Blocked — these are intentionally not model-renderable:

  • Form — model-defined forms can collect sensitive data. Hosts must compose explicit validated fields.
  • InputOTP — OTP fields handle authentication secrets.
  • RichTextEditor — rich text can carry unsafe markup or user content and must remain host-controlled and sanitized.

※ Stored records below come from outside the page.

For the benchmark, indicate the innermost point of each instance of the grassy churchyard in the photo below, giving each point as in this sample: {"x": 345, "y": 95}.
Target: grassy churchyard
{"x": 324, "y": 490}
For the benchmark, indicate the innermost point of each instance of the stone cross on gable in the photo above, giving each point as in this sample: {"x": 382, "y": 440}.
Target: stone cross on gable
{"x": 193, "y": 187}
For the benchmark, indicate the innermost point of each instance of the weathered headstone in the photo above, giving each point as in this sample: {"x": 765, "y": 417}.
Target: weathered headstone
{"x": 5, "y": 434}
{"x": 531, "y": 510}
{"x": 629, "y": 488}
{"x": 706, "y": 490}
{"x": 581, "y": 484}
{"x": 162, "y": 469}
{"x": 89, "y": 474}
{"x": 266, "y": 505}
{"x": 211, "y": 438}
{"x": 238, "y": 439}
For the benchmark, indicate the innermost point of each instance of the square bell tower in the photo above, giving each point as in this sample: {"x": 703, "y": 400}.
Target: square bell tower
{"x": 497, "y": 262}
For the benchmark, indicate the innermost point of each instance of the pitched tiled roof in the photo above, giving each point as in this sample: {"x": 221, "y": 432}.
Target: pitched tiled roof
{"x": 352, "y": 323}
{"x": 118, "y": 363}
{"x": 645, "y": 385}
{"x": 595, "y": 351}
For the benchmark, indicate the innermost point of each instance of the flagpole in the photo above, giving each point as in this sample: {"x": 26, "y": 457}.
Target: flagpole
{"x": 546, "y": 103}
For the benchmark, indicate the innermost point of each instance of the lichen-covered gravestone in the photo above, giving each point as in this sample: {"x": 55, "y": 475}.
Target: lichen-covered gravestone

Adding a new primitive to the renderer

Six steps, in this order, for every new primitive:

  1. Author the Zod schema in src/packages/ai-ui/src/schemas/<Name>.ts. Constrain type enums tightly; never let the model supply event handlers or freeform URLs.
  2. Re-export from schemas/index.ts and add to the componentDescriptorSchema union.
  3. Add the component name to ALLOWED_COMPONENTS.
  4. Add a case to the renderer's switch — spread only defined props (the exactOptionalPropertyTypes rule).
  5. Mark the component supported in AI_UI_COMPONENT_COVERAGE with the security rationale.
  6. Cover the new path with at least one valid and one invalid descriptor in tests or the Storybook AI-UI story.

If any of those steps is missing, the descriptor doesn't render. By design.